East Gippsland defeats mineral sands mine

December 6, 2021
Issue 
Photo: Mine-Free Glenaladale/Facebook

After a seven-year battle, the East Gippsland community in eastern Victoria has defeated Kalbar Resources’ proposed mineral sands mine.

The mine, close to the Mitchell River, was planned to extract 170 million tonnes of ore over 20 years.

Victorian planning minister Richard Wynne accepted the independent advisory committee recommendation to refuse the mine because of its significant impact on wildlife, vegetation, air quality, water quality, agriculture and horticulture.

At risk was the vegetable growing industry in the Mitchell Valley and the water supplies it depends on, as well as the drinking water for Bairnsdale and several other towns.

The fight was led by Mine-Free Glenaladale and supported by Environmental Justice Australia, which provided legal advice. The East Gippsland Shire Council had unanimously opposed the mine.

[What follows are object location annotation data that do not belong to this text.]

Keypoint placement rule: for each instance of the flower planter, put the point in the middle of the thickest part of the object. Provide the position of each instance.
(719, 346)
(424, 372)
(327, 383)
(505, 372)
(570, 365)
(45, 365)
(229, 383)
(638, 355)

However, Kalbar Resources is not giving up; telling the Bairnsdale Advertiser on December 1 that it is “confident that this project can operate in harmony with the local community, environment and industries, including the horticultural industry”. The spokesperson also said that “Kalbar will push forward with the hope the project may get the tick of approval in the near future”.

Legal opinion is that any appeal has slim prospects.

This is the fourth major win by the East Gippsland community in the last 30 years. The Very Fast Train land acquisition project was defeated after a long fight in the early 1990s. The Sale to Bairnsdale section of the Gippsland rail line was forced to reopen after the Kennett government closed it. Onshore gas drilling was placed in moratorium. Several primary schools were prevented from being closed by the Coalition Jeff Kennett government.

These victories, won in a reliable National Party electorate, show that normally conservative people can be stirred into effective action.

The next fight will be against another mineral sands mine proposal in Sarsfield, Nowa Nowa and Wairewa, unless the proponent, Illuka Resources, gives up in light of the Kalbar mine defeat.

These three communities were severely affected by the December 2019 bushfires and are in no mood to tolerate another attack on their livelihoods and environment.